Le Théâtre du Capitole inaugurait sa saison avec un opéra fort peu connu d’Eugen d’Albert : Tiefland. Le naïf Pedro va vite découvrir et subir les affres de la plaine, sorte de Babylone dont il s’était jusqu’alors préservé dans sa solitude montagnarde. La description crue mais non sans poésie de cette réalité proposée par cette nouvelle production mise en scène par Walter Sutcliffe reste fidèle à l’esprit de l’œuvre originale Terra Baixa de l’écrivain catalan Angel Guimerà qui sert d’inspiration au livret et à la pièce musicale. Le hasard de la programmation trouvait un écho certain dans l’actualité contemporaine de l’autre côté des Pyrénées.

D’un point de vue musical, le prologue extrêmement soigné montre dès le début de la pièce le ton voulu par Claus Peter Flor. La clarinette introductive et son motif en quarte place une intrigue vivante mais mélancolique dont la couleur se trouverait à mi-chemin entre l’écrasant Wagner et la légèreté dvorakienne d’outre-Atlantique. Les berges s’interpelant d’un pic à l’autre vient presque troubler cette ambiance particulière alors que se retrouvent Pedro (Nikolai Schukoff) et Nando (Paul Kaufmann). Les parties purement instrumentales, qui sont les rares à prendre des accents hispaniques dans la composition, sont minutieusement négociées par le maestro et l’orchestre.

Le plateau vocal international ne pouvait qu’offrir au public l’assurance d’un moment plaisant. La libération psychologique de Marta passe par l’évolution progressive de ses interventions : repliée sur elle-même dans le prologue, la voix de Meagan Miller éclate avec force et virtuosité dans le deuxième acte. Markus Brück, incarnant le maître libidineux, calculateur et autoritaire de la région, Sebastiano, remplit parfaitement son rôle en particulier sur l’air « Hüll in die Mantille » peu avant le mariage forcé. Le trio d’Antonia, Pepa et Rosalia, femmes de la ville à la recherche du moindre potin mentionnant le malheur d’autrui, marque par son hétérogénéité malgré le bon jeu scénique de Sofia Pavone, Jolana Slavikova et Anna Destraël. L’innocente Nuri (Anna Schoeck) réalise de belles envolées mais peine tout de même à se faire entendre comme ses consœurs. Le retour de Scott Wilde sur les planches du Capitole ne passe pas inaperçu tant sa voix de basse jupiterienne révèle à merveille le rôle du vieux Tommaso. La voix de baryton de Moruccio, caractère porté par Orhan Yildiz, marque également le public malgré ses courtes interventions. Le chœur du Capitole, amené par Alfonso Caiani montre toujours la même compétence et polyvalence à la fois dans son intégration à la mise en scène et par le soin apporté à la réalisation musicale.

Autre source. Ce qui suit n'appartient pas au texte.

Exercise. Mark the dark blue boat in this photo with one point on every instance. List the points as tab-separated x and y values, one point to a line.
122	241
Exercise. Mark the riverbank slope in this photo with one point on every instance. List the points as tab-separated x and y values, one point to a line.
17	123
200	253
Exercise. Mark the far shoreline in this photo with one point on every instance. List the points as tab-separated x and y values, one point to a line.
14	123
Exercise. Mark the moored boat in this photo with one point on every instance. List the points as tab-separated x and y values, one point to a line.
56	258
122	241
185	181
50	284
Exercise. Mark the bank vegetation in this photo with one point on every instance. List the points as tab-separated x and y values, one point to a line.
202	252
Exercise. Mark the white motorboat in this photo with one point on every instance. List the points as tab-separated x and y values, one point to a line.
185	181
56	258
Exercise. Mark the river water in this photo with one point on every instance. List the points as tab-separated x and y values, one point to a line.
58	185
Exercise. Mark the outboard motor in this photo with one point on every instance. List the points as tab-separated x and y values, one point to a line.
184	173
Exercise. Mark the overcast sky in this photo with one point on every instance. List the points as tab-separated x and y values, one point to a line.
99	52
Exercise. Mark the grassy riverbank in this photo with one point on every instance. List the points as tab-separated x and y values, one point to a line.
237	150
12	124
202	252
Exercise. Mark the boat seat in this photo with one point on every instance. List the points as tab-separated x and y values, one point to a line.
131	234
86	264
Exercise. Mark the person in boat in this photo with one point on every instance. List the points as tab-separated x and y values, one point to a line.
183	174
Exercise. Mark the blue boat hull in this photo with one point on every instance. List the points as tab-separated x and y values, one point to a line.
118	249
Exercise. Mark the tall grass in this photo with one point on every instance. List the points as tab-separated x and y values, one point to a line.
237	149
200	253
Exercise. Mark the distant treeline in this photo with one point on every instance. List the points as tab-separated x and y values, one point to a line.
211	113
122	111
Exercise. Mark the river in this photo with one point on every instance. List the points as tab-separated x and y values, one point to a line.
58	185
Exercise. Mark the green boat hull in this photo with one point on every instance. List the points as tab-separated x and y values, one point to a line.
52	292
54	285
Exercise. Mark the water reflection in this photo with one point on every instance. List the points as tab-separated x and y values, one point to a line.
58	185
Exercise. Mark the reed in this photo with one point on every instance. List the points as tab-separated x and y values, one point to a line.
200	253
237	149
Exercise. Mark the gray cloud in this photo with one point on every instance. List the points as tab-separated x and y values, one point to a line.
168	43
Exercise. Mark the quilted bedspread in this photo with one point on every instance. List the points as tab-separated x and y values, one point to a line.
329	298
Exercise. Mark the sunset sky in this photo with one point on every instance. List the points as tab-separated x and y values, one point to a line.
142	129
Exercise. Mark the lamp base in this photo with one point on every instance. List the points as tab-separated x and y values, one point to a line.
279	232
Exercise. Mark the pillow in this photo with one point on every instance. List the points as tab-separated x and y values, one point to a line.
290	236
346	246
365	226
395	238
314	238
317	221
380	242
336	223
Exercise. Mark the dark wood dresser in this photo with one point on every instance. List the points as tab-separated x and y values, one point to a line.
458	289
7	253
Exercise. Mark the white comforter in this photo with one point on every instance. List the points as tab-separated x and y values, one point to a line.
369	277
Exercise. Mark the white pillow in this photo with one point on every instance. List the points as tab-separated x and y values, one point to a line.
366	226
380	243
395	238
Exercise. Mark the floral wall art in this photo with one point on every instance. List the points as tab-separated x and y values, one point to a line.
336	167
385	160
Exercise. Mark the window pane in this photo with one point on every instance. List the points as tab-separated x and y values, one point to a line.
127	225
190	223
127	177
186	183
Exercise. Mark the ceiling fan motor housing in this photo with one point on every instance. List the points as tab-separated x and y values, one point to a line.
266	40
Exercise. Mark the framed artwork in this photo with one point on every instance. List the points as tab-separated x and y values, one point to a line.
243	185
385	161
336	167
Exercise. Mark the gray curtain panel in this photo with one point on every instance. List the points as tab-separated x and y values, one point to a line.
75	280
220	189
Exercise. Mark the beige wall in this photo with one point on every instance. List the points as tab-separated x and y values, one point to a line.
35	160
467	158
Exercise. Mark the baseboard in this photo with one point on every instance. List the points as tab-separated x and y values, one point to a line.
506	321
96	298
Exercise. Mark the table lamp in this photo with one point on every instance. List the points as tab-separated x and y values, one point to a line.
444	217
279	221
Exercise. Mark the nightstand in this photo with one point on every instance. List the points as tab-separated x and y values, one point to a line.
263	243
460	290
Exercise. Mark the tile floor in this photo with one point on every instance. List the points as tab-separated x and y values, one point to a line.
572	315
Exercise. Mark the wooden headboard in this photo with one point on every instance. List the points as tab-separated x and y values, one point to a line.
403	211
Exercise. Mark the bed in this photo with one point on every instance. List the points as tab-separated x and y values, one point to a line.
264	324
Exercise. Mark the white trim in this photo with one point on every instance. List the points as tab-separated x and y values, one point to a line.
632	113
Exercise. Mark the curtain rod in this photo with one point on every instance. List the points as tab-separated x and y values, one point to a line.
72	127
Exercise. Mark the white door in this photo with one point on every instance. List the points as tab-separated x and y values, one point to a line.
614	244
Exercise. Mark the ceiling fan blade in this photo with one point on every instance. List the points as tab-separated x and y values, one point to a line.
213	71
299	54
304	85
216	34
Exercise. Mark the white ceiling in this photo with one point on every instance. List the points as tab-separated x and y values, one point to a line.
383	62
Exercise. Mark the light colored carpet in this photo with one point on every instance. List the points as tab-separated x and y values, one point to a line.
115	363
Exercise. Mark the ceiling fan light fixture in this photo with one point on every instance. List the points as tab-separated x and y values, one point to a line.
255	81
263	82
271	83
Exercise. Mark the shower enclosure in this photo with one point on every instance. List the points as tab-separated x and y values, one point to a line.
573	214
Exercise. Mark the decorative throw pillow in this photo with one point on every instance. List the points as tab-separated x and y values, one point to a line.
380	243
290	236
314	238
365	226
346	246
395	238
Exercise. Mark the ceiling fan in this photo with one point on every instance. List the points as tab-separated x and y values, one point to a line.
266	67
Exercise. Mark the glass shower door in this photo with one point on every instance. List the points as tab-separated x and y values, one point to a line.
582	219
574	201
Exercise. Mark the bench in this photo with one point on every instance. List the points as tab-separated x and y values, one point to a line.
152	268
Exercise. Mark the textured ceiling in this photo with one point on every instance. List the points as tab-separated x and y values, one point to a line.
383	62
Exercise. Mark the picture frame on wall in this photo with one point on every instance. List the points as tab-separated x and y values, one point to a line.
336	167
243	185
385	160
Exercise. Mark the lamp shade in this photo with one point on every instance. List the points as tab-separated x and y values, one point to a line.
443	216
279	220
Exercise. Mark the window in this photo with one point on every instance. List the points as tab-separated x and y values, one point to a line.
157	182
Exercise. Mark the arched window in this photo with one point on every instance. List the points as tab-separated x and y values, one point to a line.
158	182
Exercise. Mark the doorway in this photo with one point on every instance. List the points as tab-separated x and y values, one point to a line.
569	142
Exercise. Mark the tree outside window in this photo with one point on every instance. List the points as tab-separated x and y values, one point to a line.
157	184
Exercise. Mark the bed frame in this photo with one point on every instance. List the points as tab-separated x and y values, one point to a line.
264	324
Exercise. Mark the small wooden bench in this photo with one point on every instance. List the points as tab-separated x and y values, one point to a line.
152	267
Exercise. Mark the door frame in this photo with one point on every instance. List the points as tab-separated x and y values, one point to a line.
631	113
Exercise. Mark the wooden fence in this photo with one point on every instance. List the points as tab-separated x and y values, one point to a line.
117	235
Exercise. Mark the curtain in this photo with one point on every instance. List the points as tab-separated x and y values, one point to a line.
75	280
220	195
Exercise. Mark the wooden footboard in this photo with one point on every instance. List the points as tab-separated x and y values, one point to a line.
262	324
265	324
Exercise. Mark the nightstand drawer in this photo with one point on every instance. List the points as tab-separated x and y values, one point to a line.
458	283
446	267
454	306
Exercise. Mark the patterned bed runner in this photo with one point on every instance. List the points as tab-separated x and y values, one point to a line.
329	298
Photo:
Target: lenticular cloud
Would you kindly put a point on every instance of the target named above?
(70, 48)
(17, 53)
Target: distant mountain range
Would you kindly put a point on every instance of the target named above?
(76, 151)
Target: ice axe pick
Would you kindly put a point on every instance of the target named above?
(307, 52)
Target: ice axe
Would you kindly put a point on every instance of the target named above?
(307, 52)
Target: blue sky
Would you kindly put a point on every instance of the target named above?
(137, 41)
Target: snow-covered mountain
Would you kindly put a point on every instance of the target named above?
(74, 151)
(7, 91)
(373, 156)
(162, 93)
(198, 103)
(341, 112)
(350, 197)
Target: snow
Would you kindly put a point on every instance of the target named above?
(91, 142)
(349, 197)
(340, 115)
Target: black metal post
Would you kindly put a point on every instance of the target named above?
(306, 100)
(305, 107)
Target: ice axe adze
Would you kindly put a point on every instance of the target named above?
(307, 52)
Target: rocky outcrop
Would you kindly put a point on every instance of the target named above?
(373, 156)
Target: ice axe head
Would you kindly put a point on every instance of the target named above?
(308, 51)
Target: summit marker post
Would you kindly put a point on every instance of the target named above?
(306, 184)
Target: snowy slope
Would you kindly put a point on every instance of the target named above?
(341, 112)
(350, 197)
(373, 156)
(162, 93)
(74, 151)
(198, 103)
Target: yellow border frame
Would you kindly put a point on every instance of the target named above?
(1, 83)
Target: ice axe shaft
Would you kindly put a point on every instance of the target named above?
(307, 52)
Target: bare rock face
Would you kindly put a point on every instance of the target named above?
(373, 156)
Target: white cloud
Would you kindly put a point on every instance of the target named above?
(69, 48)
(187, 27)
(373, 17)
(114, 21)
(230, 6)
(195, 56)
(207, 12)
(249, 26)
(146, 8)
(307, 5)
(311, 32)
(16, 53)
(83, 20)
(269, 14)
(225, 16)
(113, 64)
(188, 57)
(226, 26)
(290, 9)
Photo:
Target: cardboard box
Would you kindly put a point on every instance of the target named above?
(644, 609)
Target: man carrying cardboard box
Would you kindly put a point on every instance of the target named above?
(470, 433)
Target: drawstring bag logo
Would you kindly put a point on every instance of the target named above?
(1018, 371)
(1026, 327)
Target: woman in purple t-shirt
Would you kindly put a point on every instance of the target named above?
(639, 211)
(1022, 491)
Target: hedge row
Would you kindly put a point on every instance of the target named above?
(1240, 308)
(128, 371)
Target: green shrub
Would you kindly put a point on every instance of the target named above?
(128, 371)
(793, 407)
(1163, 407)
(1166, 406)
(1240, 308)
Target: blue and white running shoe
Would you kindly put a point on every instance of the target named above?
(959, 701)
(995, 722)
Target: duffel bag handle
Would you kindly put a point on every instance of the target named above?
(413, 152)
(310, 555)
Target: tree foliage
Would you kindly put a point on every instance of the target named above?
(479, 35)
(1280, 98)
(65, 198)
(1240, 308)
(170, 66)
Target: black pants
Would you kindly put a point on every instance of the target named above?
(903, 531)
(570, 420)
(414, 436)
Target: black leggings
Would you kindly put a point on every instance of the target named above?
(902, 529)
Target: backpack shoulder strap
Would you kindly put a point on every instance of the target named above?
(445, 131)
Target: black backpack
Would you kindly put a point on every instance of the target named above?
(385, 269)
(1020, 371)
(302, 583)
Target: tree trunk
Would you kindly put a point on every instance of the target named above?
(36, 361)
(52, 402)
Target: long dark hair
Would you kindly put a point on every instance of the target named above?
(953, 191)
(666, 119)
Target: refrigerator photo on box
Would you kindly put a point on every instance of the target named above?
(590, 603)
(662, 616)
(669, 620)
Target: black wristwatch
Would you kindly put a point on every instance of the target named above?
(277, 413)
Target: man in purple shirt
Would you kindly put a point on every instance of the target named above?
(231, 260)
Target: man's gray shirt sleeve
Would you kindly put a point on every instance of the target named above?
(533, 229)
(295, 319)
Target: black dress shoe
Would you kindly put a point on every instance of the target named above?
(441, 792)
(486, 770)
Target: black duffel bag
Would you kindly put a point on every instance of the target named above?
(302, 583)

Si d’un point de vue visuel, le décor de Kaspar Glaner est également extrêmement soigné sur le prologue, il devient très vite - et très volontairement - pesant au fur et à mesure de l’avancée de l’intrigue. À partir de l’affleurement brut des flancs de collines initial, magnifié par les lumières de Bernd Purkrabek qui conduisent vers la quasi-obscurité, tout est fait pour faire ressentir la descente physique et psychologique de Pedro vers le monde « inférieur ». Ainsi on transite progressivement du lointain vers l’adjacent, de la nature vers la construction humaine, du bucolique à l’industriel, de la liberté à l’enfermement. Cette ouverture de la saison lyrique toulousaine était donc placé sous des auspices mesurés et nuancés.